We reached the Brandenburg Gate just as it started to drizzle, Marks first reaction to the gate was ‘I thought it would be bigger’, possibly a sign that he has reached sightseeing overload!! From there we walked around the Reichstag building, we had tried to book tickets to visit the glass dome that rises from the centre but the whole building was closed to visitors for the week so we had to make do with gazing up at it from the street. As the rain got heavier we reluctantly took shelter in the café of the Hotel Aldon and ordered hot chocolate and apple tart. Once the rain started to ease we set of in search of Checkpoint Charlie, looking out along the way for the tell-tale cobblestones that trace the route of the Berlin wall.

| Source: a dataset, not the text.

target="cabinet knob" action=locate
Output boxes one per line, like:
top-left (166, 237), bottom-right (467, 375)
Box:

As we walked we noticed the sweet little cartoon characters used as stop/go signals at pedestrian crossings, we spotted a lapel pin featuring the character, called Ampelmann (literally ‘little traffic light men’), so Mark bought one for the collection of souvenir pins he has been building up throughout our trip. We stopped at a restaurant for a typical German lunch of sausages ad sauerkraut (me) and currywurst and chips (mark) before walking back to the hotel. Back in our room we looked up Ampelmann on the internet, it turns out he is the figure used in East Germany before the wall fell, the figure is one of the only features from East Germany that has been retained. Mark had bought the green pin, but we liked the story so much we made sure we picked up a red one too before we left.

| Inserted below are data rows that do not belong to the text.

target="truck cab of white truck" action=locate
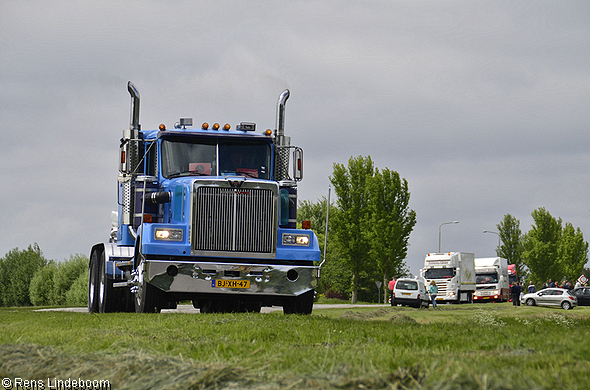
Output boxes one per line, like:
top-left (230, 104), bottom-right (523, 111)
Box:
top-left (420, 252), bottom-right (475, 303)
top-left (473, 257), bottom-right (510, 302)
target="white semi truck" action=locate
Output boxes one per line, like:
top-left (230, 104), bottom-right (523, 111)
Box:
top-left (420, 252), bottom-right (475, 303)
top-left (473, 257), bottom-right (510, 302)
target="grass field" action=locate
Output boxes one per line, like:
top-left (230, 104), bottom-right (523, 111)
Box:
top-left (0, 303), bottom-right (590, 390)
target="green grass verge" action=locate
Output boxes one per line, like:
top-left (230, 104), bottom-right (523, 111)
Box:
top-left (0, 304), bottom-right (590, 390)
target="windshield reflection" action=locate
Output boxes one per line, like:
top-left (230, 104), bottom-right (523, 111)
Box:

The weather wasn’t much better the next day but rather than stay in the hotel room all day we wrapped up and caught the metro out to Schlesisches Tor to the east of the town centre, we crossed the bridge across the river and then walked along the East Side Gallery, a 1.3km stretch of the Berlin Wall which has been left intact. When the wall fell artist from around the world were invited to paint sections of the wall many of the images depict interpretations of Freedom. From there we walked back to the hotel, a walk of 5km or more. Once we had crossed the river we found ourselves in a run down and un-redeveloped area of East German housing, we continued to follow the line of the wall as closely as we could, as it wove its way back towards the centre of Berlin the townscape gradually changed to modern housing and community shopping centres then, as we reached Friederickstrasse we were back in the land of high-end boutiques and smart restaurants, a history lesson in 5000m.
We had dinner in the hotel that night and took advantage of a fast internet connection to watch TV, we have been on a strict diet of 24-hour news channels pretty much ever since we left Australia (last year!) so it made a real change to watch some drama.
Next morning, still raining, we headed back to the very impressive Berlin Hbf station for our train to Cologne.